Generally the total hit count can’t be computed accurately without visiting all matches, which is costly for queries that match lots of documents. The track_total_hits parameter allows you to control how the total number of hits should be tracked. Given that it is often enough to have a lower bound of the number of hits, such as "there are at least 10000 hits", the default is set to 10,000. This means that requests will count the total hit accurately up to 10,000 hits. It’s is a good trade off to speed up searches if you don’t need the accurate number of hits after a certain threshold.

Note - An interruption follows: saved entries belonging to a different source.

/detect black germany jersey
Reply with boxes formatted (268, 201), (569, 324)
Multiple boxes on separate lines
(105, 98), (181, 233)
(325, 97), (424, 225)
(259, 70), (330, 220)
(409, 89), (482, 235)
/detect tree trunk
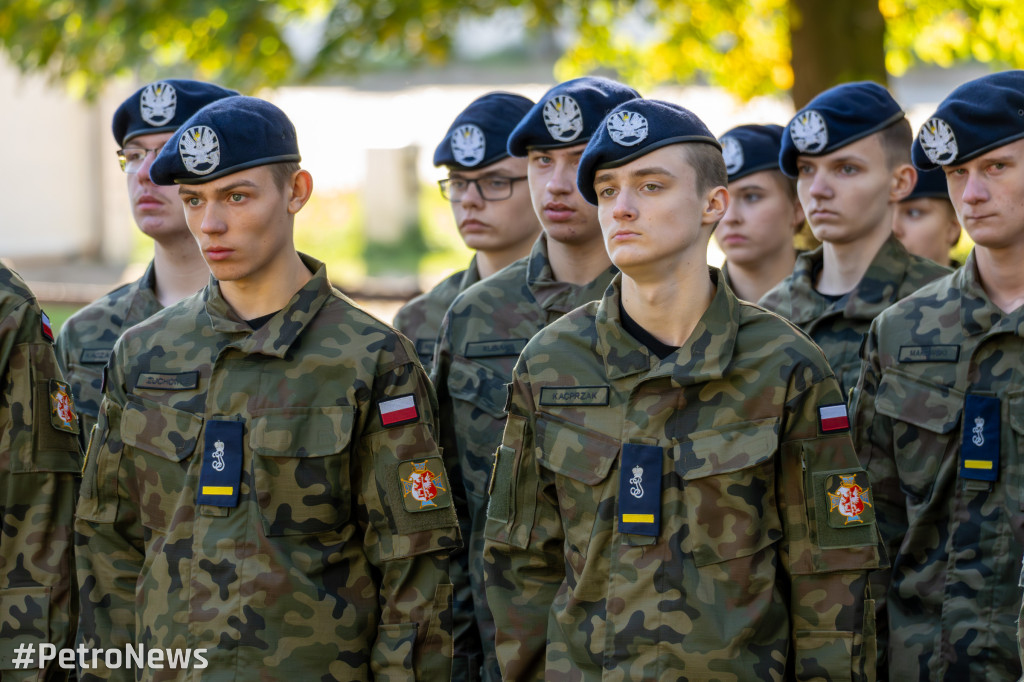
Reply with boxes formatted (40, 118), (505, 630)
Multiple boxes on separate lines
(789, 0), (888, 108)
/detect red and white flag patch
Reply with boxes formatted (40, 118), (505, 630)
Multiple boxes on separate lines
(819, 403), (850, 433)
(379, 395), (419, 427)
(41, 311), (54, 342)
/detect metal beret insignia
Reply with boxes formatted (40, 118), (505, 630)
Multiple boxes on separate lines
(919, 117), (959, 166)
(179, 125), (221, 176)
(790, 110), (828, 153)
(606, 110), (649, 147)
(451, 124), (486, 167)
(140, 82), (177, 126)
(543, 95), (584, 142)
(721, 135), (744, 174)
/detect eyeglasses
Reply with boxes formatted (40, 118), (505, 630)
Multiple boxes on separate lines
(438, 176), (527, 202)
(116, 146), (162, 173)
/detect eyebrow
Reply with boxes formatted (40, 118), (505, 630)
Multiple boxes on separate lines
(178, 179), (259, 197)
(595, 166), (676, 185)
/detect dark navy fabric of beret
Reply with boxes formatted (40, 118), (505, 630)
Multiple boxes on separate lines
(719, 124), (785, 183)
(507, 77), (640, 156)
(903, 167), (950, 202)
(779, 81), (905, 177)
(577, 99), (721, 204)
(112, 80), (239, 145)
(913, 70), (1024, 170)
(150, 96), (300, 185)
(433, 92), (535, 169)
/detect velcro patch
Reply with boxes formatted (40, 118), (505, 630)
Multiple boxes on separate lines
(49, 379), (79, 434)
(41, 312), (54, 342)
(960, 394), (999, 482)
(825, 471), (874, 527)
(464, 339), (528, 358)
(540, 386), (610, 407)
(80, 348), (112, 364)
(136, 372), (199, 391)
(818, 403), (850, 433)
(415, 338), (437, 361)
(197, 420), (244, 508)
(379, 394), (419, 427)
(898, 345), (960, 363)
(618, 443), (662, 537)
(399, 457), (452, 512)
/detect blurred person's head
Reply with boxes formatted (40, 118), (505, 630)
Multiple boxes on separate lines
(893, 167), (960, 264)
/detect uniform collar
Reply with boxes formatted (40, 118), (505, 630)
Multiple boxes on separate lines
(525, 233), (619, 315)
(959, 250), (1024, 338)
(458, 255), (482, 292)
(203, 253), (333, 358)
(596, 269), (738, 384)
(123, 260), (164, 329)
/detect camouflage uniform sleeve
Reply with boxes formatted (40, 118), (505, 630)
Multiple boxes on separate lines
(0, 298), (79, 681)
(74, 345), (141, 682)
(780, 359), (883, 682)
(482, 369), (562, 682)
(356, 352), (459, 681)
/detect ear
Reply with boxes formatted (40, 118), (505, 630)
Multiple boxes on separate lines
(287, 170), (314, 215)
(703, 185), (729, 228)
(791, 193), (806, 231)
(890, 163), (916, 203)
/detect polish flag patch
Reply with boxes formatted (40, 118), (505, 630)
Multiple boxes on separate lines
(819, 403), (850, 433)
(379, 394), (419, 427)
(40, 311), (54, 342)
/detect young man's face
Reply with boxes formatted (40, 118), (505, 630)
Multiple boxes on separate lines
(446, 156), (539, 253)
(178, 165), (309, 284)
(795, 133), (905, 245)
(716, 170), (804, 267)
(527, 144), (602, 246)
(593, 144), (726, 276)
(893, 197), (961, 264)
(124, 131), (190, 241)
(943, 137), (1024, 251)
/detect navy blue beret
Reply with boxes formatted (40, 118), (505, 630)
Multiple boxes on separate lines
(433, 92), (535, 169)
(150, 96), (300, 185)
(507, 77), (640, 156)
(780, 81), (905, 177)
(577, 99), (721, 205)
(902, 167), (950, 202)
(913, 70), (1024, 170)
(719, 124), (785, 183)
(112, 79), (239, 146)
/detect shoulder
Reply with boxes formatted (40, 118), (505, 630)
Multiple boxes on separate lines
(117, 290), (204, 350)
(59, 279), (143, 342)
(874, 270), (958, 335)
(318, 290), (419, 368)
(520, 301), (599, 363)
(736, 302), (831, 369)
(901, 252), (954, 290)
(0, 266), (34, 318)
(449, 259), (528, 316)
(393, 270), (465, 330)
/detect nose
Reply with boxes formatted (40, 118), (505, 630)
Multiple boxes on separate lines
(611, 191), (636, 222)
(892, 213), (906, 239)
(199, 202), (226, 235)
(807, 170), (832, 199)
(460, 181), (485, 209)
(960, 172), (988, 205)
(721, 197), (742, 226)
(136, 149), (159, 185)
(546, 160), (573, 196)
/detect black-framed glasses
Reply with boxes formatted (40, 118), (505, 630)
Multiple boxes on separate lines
(438, 176), (527, 202)
(116, 146), (162, 173)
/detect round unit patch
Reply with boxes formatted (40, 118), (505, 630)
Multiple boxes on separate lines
(140, 82), (177, 126)
(790, 110), (828, 154)
(721, 135), (744, 175)
(919, 117), (959, 166)
(451, 124), (486, 167)
(179, 126), (221, 176)
(606, 111), (649, 147)
(543, 95), (583, 142)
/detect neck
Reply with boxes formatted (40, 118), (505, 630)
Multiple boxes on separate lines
(476, 239), (535, 279)
(151, 234), (212, 307)
(816, 226), (891, 296)
(547, 235), (613, 285)
(975, 243), (1024, 313)
(620, 255), (714, 348)
(727, 248), (797, 302)
(220, 251), (313, 321)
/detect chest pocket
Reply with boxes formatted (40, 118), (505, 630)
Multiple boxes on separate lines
(121, 399), (203, 532)
(448, 355), (513, 420)
(535, 413), (620, 559)
(875, 369), (962, 503)
(1007, 391), (1024, 514)
(673, 418), (782, 567)
(250, 406), (354, 537)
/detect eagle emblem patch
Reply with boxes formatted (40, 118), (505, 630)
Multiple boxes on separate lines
(140, 82), (177, 126)
(790, 110), (828, 153)
(399, 458), (451, 512)
(721, 135), (744, 175)
(826, 473), (873, 526)
(49, 379), (78, 433)
(919, 117), (959, 166)
(606, 111), (648, 147)
(451, 124), (486, 167)
(543, 95), (583, 142)
(179, 125), (220, 176)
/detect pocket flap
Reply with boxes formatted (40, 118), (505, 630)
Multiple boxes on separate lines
(447, 357), (509, 418)
(676, 418), (779, 480)
(250, 405), (355, 457)
(875, 369), (963, 434)
(535, 414), (620, 485)
(1009, 391), (1024, 435)
(121, 400), (203, 462)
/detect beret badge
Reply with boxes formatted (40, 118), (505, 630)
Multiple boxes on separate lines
(543, 95), (584, 142)
(140, 82), (177, 126)
(606, 111), (649, 147)
(790, 110), (828, 153)
(451, 124), (486, 167)
(919, 117), (959, 166)
(721, 135), (744, 175)
(179, 125), (221, 176)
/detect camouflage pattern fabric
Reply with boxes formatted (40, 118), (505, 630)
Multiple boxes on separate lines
(852, 251), (1024, 681)
(484, 270), (882, 681)
(75, 254), (458, 681)
(759, 235), (950, 398)
(432, 234), (617, 681)
(393, 257), (481, 373)
(0, 264), (80, 681)
(55, 262), (162, 446)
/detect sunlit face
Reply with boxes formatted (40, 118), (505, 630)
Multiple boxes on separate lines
(527, 144), (602, 245)
(893, 197), (961, 264)
(124, 131), (189, 241)
(593, 145), (727, 277)
(795, 133), (903, 245)
(716, 170), (804, 266)
(943, 138), (1024, 251)
(179, 165), (309, 285)
(446, 156), (540, 254)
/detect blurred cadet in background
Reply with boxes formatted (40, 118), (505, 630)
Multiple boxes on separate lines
(892, 166), (962, 266)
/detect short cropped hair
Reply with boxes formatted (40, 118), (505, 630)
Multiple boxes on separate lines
(682, 143), (728, 195)
(878, 118), (912, 169)
(269, 161), (301, 190)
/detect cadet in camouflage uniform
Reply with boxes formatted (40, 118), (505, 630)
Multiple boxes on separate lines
(393, 92), (540, 372)
(852, 70), (1024, 682)
(56, 80), (238, 446)
(431, 76), (639, 682)
(760, 82), (950, 397)
(483, 98), (882, 681)
(0, 264), (80, 680)
(76, 97), (458, 681)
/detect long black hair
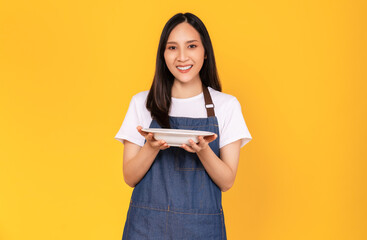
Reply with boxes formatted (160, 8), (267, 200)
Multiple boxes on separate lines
(146, 12), (221, 128)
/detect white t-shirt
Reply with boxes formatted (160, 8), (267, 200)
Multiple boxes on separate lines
(114, 87), (252, 149)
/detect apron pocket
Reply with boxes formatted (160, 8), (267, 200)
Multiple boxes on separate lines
(122, 204), (167, 239)
(166, 210), (224, 240)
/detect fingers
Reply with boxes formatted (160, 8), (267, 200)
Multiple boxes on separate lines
(146, 134), (168, 149)
(181, 143), (195, 153)
(154, 139), (167, 148)
(136, 126), (170, 150)
(136, 126), (156, 142)
(181, 138), (201, 153)
(181, 135), (215, 153)
(190, 139), (202, 152)
(144, 137), (170, 150)
(146, 132), (156, 142)
(136, 126), (147, 137)
(160, 142), (170, 150)
(204, 134), (217, 143)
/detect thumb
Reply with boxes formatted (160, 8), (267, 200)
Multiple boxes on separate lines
(204, 134), (217, 143)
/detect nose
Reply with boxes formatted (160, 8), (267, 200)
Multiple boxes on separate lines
(177, 48), (188, 62)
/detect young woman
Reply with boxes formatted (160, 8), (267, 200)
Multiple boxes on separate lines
(115, 12), (252, 240)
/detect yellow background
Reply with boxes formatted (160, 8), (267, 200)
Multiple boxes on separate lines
(1, 0), (366, 239)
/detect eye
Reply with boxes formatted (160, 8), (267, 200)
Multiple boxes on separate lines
(167, 46), (176, 50)
(188, 44), (197, 48)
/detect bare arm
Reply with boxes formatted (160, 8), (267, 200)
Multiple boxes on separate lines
(181, 136), (241, 192)
(123, 126), (170, 187)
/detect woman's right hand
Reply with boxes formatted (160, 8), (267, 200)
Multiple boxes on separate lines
(137, 126), (170, 150)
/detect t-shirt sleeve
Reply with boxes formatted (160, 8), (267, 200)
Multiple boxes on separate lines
(220, 97), (252, 149)
(114, 95), (146, 147)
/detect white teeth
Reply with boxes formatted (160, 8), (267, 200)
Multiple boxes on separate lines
(177, 65), (193, 70)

When set to true the search response will always track the number of hits that match the query accurately (e.g. total.relation will always be equal to "eq" when track_total_hits is set to true). Otherwise the "total.relation" returned in the "total" object in the search response determines how the "total.value" should be interpreted. A value of "gte" means that the "total.value" is a lower bound of the total hits that match the query and a value of "eq" indicates that "total.value" is the accurate count.

GET twitter/_search
{
    "track_total_hits": true,
     "query": {
        "match" : {
            "message" : "Elasticsearch"
        }
     }
}

... returns:

{
    "_shards": ...
    "timed_out": false,
    "took": 100,
    "hits": {
        "max_score": 1.0,
        "total" : {
            "value": 2048,    
            "relation": "eq"  
        },
        "hits": ...
    }
}

The total number of hits that match the query.

The count is accurate (e.g. "eq" means equals).

It is also possible to set track_total_hits to an integer. For instance the following query will accurately track the total hit count that match the query up to 100 documents:

GET twitter/_search
{
    "track_total_hits": 100,
     "query": {
        "match" : {
            "message" : "Elasticsearch"
        }
     }
}

The hits.total.relation in the response will indicate if the value returned in hits.total.value is accurate ("eq") or a lower bound of the total ("gte").

For instance the following response:

{
    "_shards": ...
    "timed_out": false,
    "took": 30,
    "hits" : {
        "max_score": 1.0,
        "total" : {
            "value": 42,         
            "relation": "eq"     
        },
        "hits": ...
    }
}

42 documents match the query

and the count is accurate ("eq")

... indicates that the number of hits returned in the total is accurate.

If the total number of his that match the query is greater than the value set in track_total_hits, the total hits in the response will indicate that the returned value is a lower bound:

{
    "_shards": ...
    "hits" : {
        "max_score": 1.0,
        "total" : {
            "value": 100,         
            "relation": "gte"     
        },
        "hits": ...
    }
}

There are at least 100 documents that match the query

This is a lower bound ("gte").

If you don’t need to track the total number of hits at all you can improve query times by setting this option to false:

GET twitter/_search
{
    "track_total_hits": false,
     "query": {
        "match" : {
            "message" : "Elasticsearch"
        }
     }
}

... returns:

{
    "_shards": ...
    "timed_out": false,
    "took": 10,
    "hits" : { 
        "max_score": 1.0,
        "hits": ...
    }
}

The total number of hits is unknown.

Finally you can force an accurate count by setting "track_total_hits" to true in the request.